After Joaquin left the U.S. again, Dyer arrived in Chicago to take vengeance on him. Though she had planned to make Joaquin the subject of a lecture there, she was advised that it would only injure her own children. She acted on the advice and selected another topic. The night she was to lecture was one of the coldest in the city. The lecture was a complete failure, and the next morning, she was in tears. Her business manager, Mr. Kinne of San Francisco, had left for California, leaving her penniless and with her board bill in arrears. After her affairs were quickly rearranged, she left for Ohio where her relatives resided. That autumn, she returned to Chicago and appeared well supplied with funds. She repaid her loans.

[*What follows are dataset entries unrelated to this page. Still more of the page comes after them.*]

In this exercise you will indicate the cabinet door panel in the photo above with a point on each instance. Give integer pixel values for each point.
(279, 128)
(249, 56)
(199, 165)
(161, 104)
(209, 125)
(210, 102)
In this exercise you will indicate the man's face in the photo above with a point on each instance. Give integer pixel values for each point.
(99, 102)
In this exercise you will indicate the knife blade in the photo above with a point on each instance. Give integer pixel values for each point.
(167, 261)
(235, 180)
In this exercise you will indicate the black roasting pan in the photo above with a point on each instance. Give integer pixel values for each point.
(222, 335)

A couple of years later, she was in San Francisco, writing for Sunday Call, and thus endeavoring to support herself, her mother, and three children. Joaquin was willing to pay her a monthly allowance if she would remain in Oregon, but would not give her a cent while she resided in San Francisco. She chose to stay in San Francisco. Their daughter, Maud, was 13 or 14 years old at the time.

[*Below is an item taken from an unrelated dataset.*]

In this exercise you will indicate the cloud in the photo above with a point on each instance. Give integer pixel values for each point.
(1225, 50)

After a sojourn to Oregon in 1877, Dyer married Thomas E. L. Logan (1858–1908), age 22; she was 31. He was a member of the police force of Portland. He was a bright, handsome fellow, but also a drunkard, and she left him.

==Later life and death==
Back in San Francisco, Dyer resumed her writing.

When Joaquin became sick, was without money, and was almost homeless, news of his condition reached Dyer. She came to New York City to nurse her former husband in what was thought to be his death call. Joaquin did not die, but Dyer, after nursing him back to health, sickened.

In early May 1882, it was reported by the press that Dyer was dying in New Jersey. Joaquin did all that was possible for Dyer. Dyer's last request was to see Maud once more, and in 24 hours, Maud was at her mother's bedside.

On May 15, 1882, after a long illness and great suffering, Dyer died in New York City at the New York Infirmary for Women and Children of pneumonia and tuberculosis.
Dyer was interred in the Cemetery of the Evergreens, Brooklyn.
She left unfinished several poems and a sketch of her life which she tried to complete before death. It was never published, the manuscript having been misplaced and could not be found. A key to her last days appears to be given in these lines of her poem, "At the Land's End."

"I am conscript—hurrid to battle
With fates—yet I fain would be
Vanquished and silenced forever
And driven back to my sea.
Oh! to leave this strife, this turmoil,
Leave all undone and skim
Wth the clouds that flee to the hill tops
And rest forever with Him."

==Selected works==
She was the author of one-half the poems contained in the first book written by Joaquin, entitled, Joaquin, et al..

Many people believe that Joaquin incorporated poems of hers into the Songs of the Sierras.